Little, if any, assistance will be
derived from the terms of other statutes or
any supposed judicial classification of them by reference to subject matter.
(2) The
task of construction is to determine whether the legislature intended
that a failure to comply with the stipulated requirement would
invalidate the
act done, or whether the validity of the act would be preserved
notwithstanding non-compliance: the Franklins Stores
Pty Ltd case [1977] 2
NSWLR 955 at 963 et seq. (3) The only true guide to the statutory intention is
to be found in the language of the relevant provision and the
scope and object
of the whole statute: Hatton v Beaumont [1977] 2 NSWLR 211 at 220. (4) The
intention being sought is the effect upon the validity of the act in question,
having regard to the nature of the
precondition, its place in the legislative
scheme and the extent of the failure to observe its requirement: Victoria v
Commonwealth
[1975] HCA 39; (1975) 134 CLR 81 at 179, 180; [1975] HCA 39; 7 ALR 1. (5) It can mislead if one
substitutes for the question thus posed an investigation as to whether the
statute is mandatory or directory
in its terms. It is an invitation to error,
not only because the true inquiry will thereby be sidetracked, but also
because these
descriptions have been used with varying significations. (6) In
particular, it is wrong to say that, if a statute is couched in directory
terms, the act will be invalid, unless substantial performance is
demonstrated: the Franklins Stores Pty Ltd case [1977] 2 NSWLR 955 at 965 et
seq. A statute which, on its proper construction, does not nullify the act in
question, even for total non-observance of
the stipulation, is also described
as directory in its terms: Victoria v Commonwealth [1975] HCA 39; (1975) 134 CLR 81 at 118,
162, 179, 180; [1975] HCA 39; 7 ALR 1."
It will noted that in Johnston v Paspaley Peals it was seen as being
significant that the provision in question had been inserted
by the
legislature as an amendment. So too here ( Work Health Amendment Act No 61 of
1991).
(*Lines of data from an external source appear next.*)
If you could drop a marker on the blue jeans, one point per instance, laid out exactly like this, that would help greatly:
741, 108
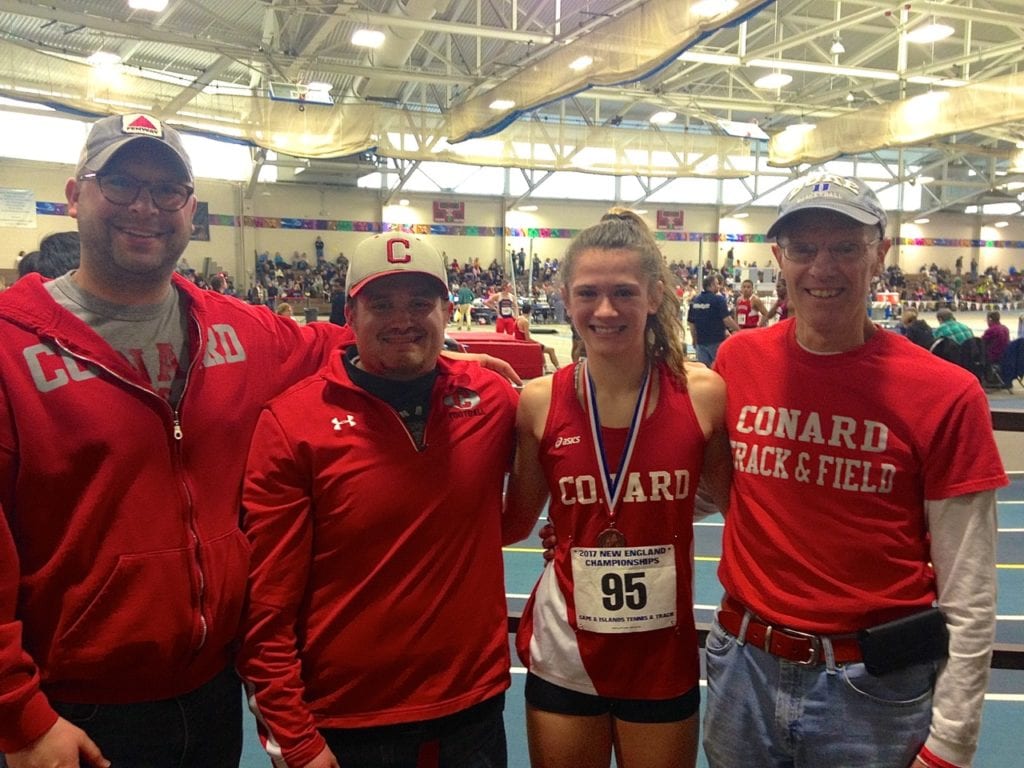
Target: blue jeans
200, 728
707, 352
765, 712
473, 738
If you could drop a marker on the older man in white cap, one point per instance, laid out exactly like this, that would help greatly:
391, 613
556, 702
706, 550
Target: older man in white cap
376, 635
859, 546
129, 397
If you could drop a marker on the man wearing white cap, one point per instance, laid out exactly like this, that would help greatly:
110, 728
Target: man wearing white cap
376, 625
129, 396
855, 513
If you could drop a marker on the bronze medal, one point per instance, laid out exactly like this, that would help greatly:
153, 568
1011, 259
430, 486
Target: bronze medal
610, 539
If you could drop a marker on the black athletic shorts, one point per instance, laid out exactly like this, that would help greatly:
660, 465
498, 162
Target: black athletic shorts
551, 697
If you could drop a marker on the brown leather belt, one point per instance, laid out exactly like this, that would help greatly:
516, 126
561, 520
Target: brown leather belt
793, 645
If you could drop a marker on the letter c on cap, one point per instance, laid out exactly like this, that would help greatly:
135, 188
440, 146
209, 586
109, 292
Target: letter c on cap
396, 255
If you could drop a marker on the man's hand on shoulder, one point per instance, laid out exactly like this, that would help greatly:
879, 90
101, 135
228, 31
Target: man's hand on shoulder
64, 745
489, 361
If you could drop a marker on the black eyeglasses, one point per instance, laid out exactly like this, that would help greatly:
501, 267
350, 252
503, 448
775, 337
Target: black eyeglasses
122, 189
805, 253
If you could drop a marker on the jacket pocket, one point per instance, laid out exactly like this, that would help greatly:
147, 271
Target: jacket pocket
143, 614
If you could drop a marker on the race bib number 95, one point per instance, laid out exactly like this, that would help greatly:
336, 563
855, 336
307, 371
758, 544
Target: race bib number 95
628, 589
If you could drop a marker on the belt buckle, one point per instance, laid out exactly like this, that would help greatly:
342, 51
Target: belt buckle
815, 643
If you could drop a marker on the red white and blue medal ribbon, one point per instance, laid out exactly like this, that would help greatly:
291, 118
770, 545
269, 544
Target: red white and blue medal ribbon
612, 482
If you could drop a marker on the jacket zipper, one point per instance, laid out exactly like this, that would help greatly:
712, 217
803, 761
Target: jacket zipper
178, 433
The amendment restored the like requirements
contained in s7A of the
Workers Compensation Act, not originally re-enacted in the Work Health Act .
The Court there also observed
that the requirement was either met or it was
not "there must either be strict compliance or non compliance". Subsection (3)
is not
so loosely worded as to admit shades of meaning or degrees of
compliance, in contrast with, for example, subs(4).